Through scenes evoking the color and smells of island markets, the sweetness of mangos eaten in silence, the wildness of Carnival, and the sinuous and juicy moves of reggae and zouk, Isaac paints her homeland with lushness and longing. Her new home -- where she bundles up against winter, where she's eager for contact with fellow islanders, where the dancing can look hard-edged and as speedy as the freeway -- is where she can "live life on (her) own terms." Cues for meaning are gently slipped in through Isaac's incisive text and Ryan Saunders's diverse video images.

In "Home Is Where I Am," subtitled "memories, dreams and fantasies," the narrative is built up through a series of distinct numbers. First Shanni Collins solos in buttery yellow, with pliant knees, articulate hips and rippling torso. A video of immigrant life all over the globe reminds us that this piece speaks to widely held experience. A tree canopy seen as if from below on a slow moving boat evokes a lacy, lazy ease. A section called "compass" is more hard-edged contemporary movement, combined with Kenyan dancer Wanjiri Kamuyu's watchful angled stillnesses. Next, on video, Isaac dresses for Wisconsin winter, followed by a goofy trio of live snow bunnies kicking it up behind a soloist making snow angels. The onstage scenes switch landscapes and dance styles, and stretch and shrink in numbers. A large group dances with unison whipping turns and rhythmic rocking pelvises. There's sureness, vitality and as much ripe juiciness in the dancing as in the mangoes eaten onstage. Isaac dances with intelligence, not giving too much and not holding back either, not teasing but wildly sexy. In 'Masquerade,' dreamy creatures leap, turning in mid-air with flying red fringe trailing behind. In addition to Isaac, Collins and Kamuyu, the terrific cast includes Zoia Cisneros, Dawne-Marie Watson, and Kate Watson-Wallace, with appearances by Ritajean Clark, Misia Denea and Jessica Gaines. There's a dip toward the end as we feel saturated, wondering what further there could be to say. Then in a final hip-hop tinged solo, Isaac seems to say "This is it, made it just fine!"

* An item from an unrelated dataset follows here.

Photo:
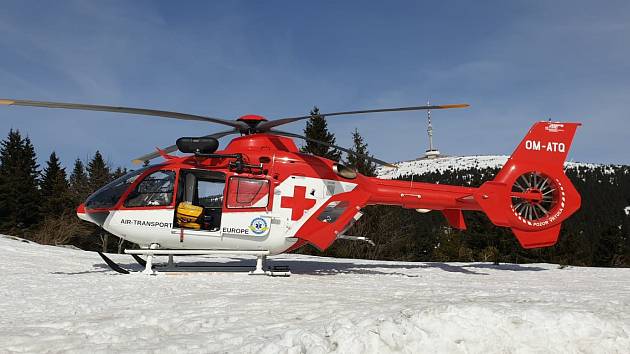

Formally, I question Isaac's strategy for transitioning from her distinct sections: always with a stop, a walking out, a lull. The audience claps in between these discrete sections too, adding to the choppy effect and lessening the impact of an otherwise accumulating composite of dance, visual and aural imagery.

Isaac is at a fine point in her dancing life: full of promise, passionate, with vital things to say about home, connection, and celebration. How unusual to come across a young artist who while virtuosic in the best senses of the word doesn't seem to take herself too seriously! There's plenty of easy humor and a slightly self-deprecating quality to Isaac's presence and that of her dancers. This makes it all the more easy to lap up the delicious licks and images in the work. On the other hand, everything about the production is beautifully attended to. Fellow St. Lucia-born costume designer Jeannique Prospere's many costumes are slightly off-kilter, fun renderings of carnival costumes, village dress, pomo concert dancers, sirens and street gals. The mottled backdrop set and light design by Jorge Cousineau proves handily flexible, providing unusual projection surfaces to meld with video imagery and in a saturated red tone evoking a dream state, or in bluish hue, a snowy yard. The sound, a fitting song for each section, was compiled by Rodney Whittenberg.

It's hard to say why exactly I perceive Isaac's focus as being so outward, toward community. Perhaps it's the knowledge of her special role as the first two-year 'Resident Bride Artist' at the Painted Bride, Philadelphia's multi-arts showcase, which has long taken a lead in presenting alternative, cutting edge and multi-cultural works. Perhaps it's the series of classes in Caribbean dance forms being offered in tandem with the performances. It could be the emphasis in the work itself on values and relationships, or maybe it's just the clear audience response that seems to signal that the crowded house sees her as one of their own.

Lisa Kraus is currently teaching Trisha Brown's "Glacial Decoy" through Philadelphia Dance Projects.